- Directed by: Michelangelo Antonioni
- Produced by: Vieri Bigazzi (production manager)
- Cinematography: Giovanni Ventimiglia
- Music by: Giovanni Fusco
- Production companies: I.C.E.T., Milan
- Distributed by: Lux Film
- Release date: 1948;
- Running time: 11 minutes
- Country: Italy
- Language: Italian

= N.U. (film) =

1948 Italian film

N.U. (short for Nettezza urbana, Italian urban cleansing service) is a 1948 Italian documentary short film directed by Michelangelo Antonioni.
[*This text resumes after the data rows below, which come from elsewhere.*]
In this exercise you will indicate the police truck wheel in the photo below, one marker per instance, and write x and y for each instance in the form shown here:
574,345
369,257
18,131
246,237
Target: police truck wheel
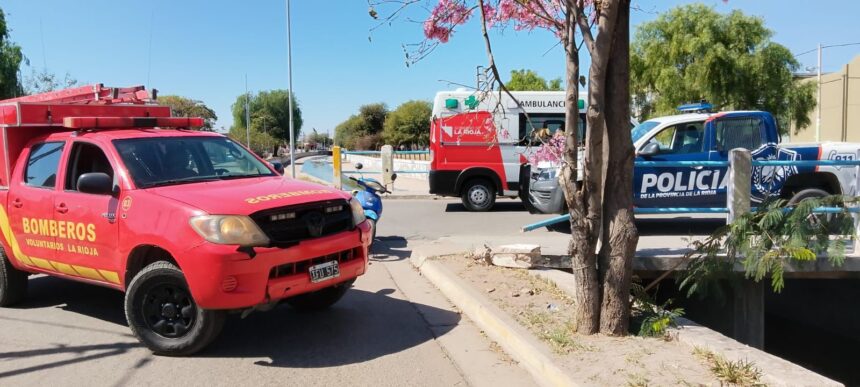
479,195
163,316
13,282
320,299
833,221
The film examines a weekday from morning until evening of Italian road sweepers, captured at work on the streets of post-World War II Rome.

==Style==
In a 1961 discussion with film students, Antonioni explained that he wanted to achieve a contrast to the then dominating neorealist documentary style with his film by use of a "poetically free montage".

==Awards==
- 1948 Nastro d'Argento for Best Documentary

==Legacy==
N.U. has been screened as part of retrospectives on Antonioni at various festivals and institutions, including the Museum of Modern Art, the Berkeley Art Museum and Pacific Film Archive, and the Cinémathèque Française. It has been released on home media as part of The Criterion Collection's release of Antonioni's Red Desert.